From atomic-scale "carbon nanotubes," Motorola Inc. has sprouted a new technology that will make it possible for the first time for manufacturers to easily grow and inexpensively produce the material to make large-scale TV and computer display tubes, the Schaumburg technology company announced Tuesday.There are also plans to use this technology for more "uplifting" concepts, such as micro-level anti-bacterial technology, but there's something very appropriate about the initial application of the biggest hyped technology of the late 20th and early 21st centuries being, well, television.
...the breakthrough was the development of a new, less complicated process... known as chemical vapor deposition, the tubes are laid down properly oriented on materials such as glass.
Ken Dean, principal staff scientist on the project... compared the process to a "cloud forming snow crystals [in which] the water vapor makes beautiful snow flakes." In this case, the vapor lays out standard-sized carbon nanotubes.
The Motorola process precisely places the carbon nanotubes on a surface material, while controlling their length and diameter. "This innovation gives manufacturers the ability to design products on a molecular level,"... the process will help display manufacturers better control brightness, color purity and resolution on flat panels.

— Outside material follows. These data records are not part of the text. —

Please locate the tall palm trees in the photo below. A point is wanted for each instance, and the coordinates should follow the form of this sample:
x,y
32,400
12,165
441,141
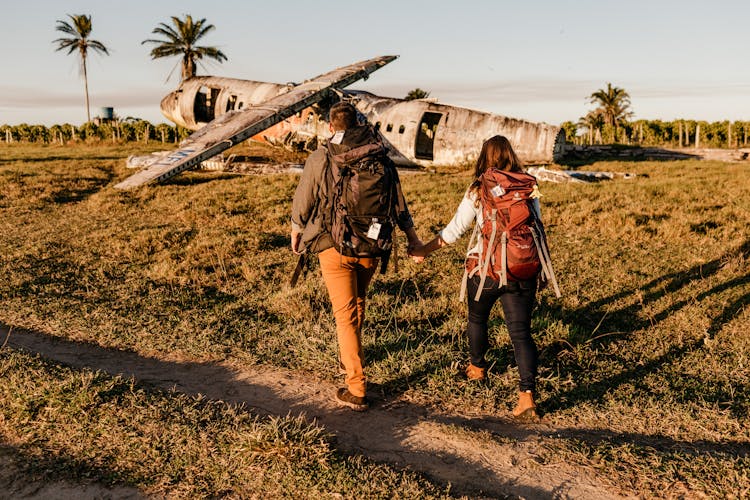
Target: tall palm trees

Dawn McCraw, director of marketing for Motorola's advanced technology business, said the first application of the new technology will likely be as "nano-emissive displays" to enable manufacturers to build large flat panel displays with images comparable to today's flat panels using LCD or plasma technologies--but at a lower cost. She said licensing discussions are under way with manufacturers in Asia and Europe.
(I won't even get into the relationship between new technology and pornography.)